More and more often we face challenges whose outcomes extend beyond a single organisation, field of science, sector or state, thus requiring a multidisciplinary approach and different practices and mechanisms. These wicked societal problems call for systemic change. Innovations aimed at systemic change are often generated in networks of different actions, actors and environmental factors and as a combined effect of them, which makes them complex.
Efforts are being made to influence complex phenomena by various means, including by us here at Sitra. But how can we evaluate the effectiveness of measures aimed at generating systemic change? What tools do we have for managing desired impact?

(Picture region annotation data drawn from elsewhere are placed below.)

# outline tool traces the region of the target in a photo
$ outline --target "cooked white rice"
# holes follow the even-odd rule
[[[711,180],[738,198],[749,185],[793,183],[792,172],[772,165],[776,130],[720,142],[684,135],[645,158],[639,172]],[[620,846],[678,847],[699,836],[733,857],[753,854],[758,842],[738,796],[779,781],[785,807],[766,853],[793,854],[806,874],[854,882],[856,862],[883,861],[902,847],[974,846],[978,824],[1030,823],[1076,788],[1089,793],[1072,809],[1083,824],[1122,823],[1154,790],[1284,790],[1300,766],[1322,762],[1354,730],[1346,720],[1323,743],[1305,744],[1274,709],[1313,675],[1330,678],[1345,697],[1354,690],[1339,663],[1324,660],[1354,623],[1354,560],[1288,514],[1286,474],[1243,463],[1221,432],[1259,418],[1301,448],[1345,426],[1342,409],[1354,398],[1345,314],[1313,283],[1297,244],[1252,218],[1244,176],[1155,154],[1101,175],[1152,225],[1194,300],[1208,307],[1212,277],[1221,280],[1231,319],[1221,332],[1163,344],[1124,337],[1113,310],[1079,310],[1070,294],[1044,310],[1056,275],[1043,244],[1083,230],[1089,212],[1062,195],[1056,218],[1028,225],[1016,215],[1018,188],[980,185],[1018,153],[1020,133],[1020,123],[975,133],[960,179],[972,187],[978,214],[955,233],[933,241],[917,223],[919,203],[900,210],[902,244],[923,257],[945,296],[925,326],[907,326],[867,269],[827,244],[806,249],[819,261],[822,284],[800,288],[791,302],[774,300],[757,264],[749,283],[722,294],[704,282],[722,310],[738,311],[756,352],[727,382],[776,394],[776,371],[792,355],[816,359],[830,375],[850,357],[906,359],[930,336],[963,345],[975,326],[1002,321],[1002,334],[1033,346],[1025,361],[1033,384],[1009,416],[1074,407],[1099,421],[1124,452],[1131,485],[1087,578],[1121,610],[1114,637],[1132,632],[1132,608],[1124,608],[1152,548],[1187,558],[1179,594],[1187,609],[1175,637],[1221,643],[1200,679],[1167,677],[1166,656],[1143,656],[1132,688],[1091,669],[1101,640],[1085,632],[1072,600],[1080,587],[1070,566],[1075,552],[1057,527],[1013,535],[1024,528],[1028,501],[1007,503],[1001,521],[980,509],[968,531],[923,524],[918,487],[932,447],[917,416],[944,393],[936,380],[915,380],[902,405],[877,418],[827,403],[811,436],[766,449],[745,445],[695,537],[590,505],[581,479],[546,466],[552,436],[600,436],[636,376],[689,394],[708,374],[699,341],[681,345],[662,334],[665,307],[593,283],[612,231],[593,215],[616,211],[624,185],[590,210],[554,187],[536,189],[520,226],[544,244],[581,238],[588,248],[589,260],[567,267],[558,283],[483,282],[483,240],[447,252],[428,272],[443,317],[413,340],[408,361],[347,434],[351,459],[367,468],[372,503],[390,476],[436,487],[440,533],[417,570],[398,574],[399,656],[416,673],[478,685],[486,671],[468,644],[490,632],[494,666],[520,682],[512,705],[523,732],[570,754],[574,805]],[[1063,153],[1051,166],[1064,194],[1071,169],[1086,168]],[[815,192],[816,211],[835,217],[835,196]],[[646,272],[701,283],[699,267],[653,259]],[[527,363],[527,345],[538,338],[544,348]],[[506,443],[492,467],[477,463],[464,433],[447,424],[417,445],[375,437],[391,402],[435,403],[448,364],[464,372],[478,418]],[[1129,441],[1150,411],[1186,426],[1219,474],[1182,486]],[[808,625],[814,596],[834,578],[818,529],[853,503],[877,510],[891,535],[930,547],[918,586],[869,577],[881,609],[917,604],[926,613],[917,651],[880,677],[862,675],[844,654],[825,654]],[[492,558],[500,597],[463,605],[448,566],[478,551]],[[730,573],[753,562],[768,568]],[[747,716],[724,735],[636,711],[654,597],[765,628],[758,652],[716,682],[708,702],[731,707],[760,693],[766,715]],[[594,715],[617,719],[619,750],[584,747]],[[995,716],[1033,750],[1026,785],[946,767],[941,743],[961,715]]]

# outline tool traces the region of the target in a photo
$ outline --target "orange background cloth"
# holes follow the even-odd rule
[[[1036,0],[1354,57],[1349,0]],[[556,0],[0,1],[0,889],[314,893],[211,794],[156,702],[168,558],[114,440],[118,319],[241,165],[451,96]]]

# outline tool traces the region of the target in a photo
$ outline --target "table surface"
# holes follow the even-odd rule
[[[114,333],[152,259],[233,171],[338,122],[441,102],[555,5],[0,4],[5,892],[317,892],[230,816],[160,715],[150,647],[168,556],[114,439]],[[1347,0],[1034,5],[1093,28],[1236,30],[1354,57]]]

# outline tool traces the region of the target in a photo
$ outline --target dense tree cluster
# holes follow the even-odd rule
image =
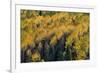
[[[89,59],[89,13],[21,10],[21,62]]]

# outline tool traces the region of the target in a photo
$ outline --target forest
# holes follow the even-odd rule
[[[20,10],[21,63],[89,60],[90,15]]]

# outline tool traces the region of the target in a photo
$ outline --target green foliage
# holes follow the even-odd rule
[[[20,14],[22,62],[89,59],[89,13],[21,10]]]

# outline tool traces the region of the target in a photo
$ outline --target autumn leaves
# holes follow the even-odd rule
[[[21,10],[21,62],[89,59],[89,13]]]

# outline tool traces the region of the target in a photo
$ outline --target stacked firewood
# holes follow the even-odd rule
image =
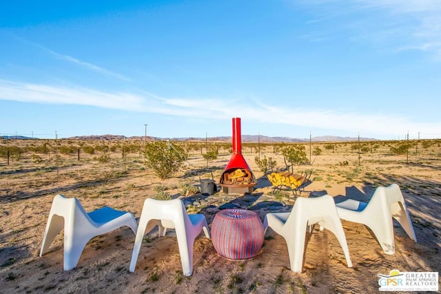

Basically, impact evaluation is interested in cause-and-effect relationships, or causality. The key questions of impact evaluation concern how and to what extent the activity being studied has produced outcomes and impact.
The purpose of impact evaluation is to verify and test, as well as to specify and complement, theories of impact based on systematic analysis.
“The more complicated the object of evaluation becomes, the more challenging it is to verify the relationship between cause and effect.”
The suitability of approaches and methods used for impact evaluation depends on the nature of the object and context of evaluation as well as on what information is needed. In simple interventions, the connection between cause and effect is direct and causality is linear. If there is high-quality data available, it is possible to reliably verify outcomes and impact. The more complicated the object of evaluation becomes, the more challenging it is to verify the relationship between cause and effect. As regards methods, the need for systems thinking and qualitative data becomes more crucial when dynamics of a system is complex (see e.g Hargreaves 2010; Preskill et al. 2014)
Adaptability vs predictability
Metaphorically, we can say that complex systems do not resemble machines as much as they do constantly changing organisms. The cause-and-effect relationships can be unpredictable and have effects in various ways. Their identification is also made difficult by the long-time span of such changes. In their evaluation, it is more essential to understand their logic of impact than to use a predefined metering system.
When operations have complex features, in impact evaluation it is necessary to also identify unpredictable and unintended impacts. Simple interventions can be described as a logically advancing model, summed up using the sentence construction “if x then y”. However, when it comes to innovative, searching and experimental (explorative) activity the question to be asked in evaluation is rather “What if?”.
“A clear goal and vision is the essence of everything.”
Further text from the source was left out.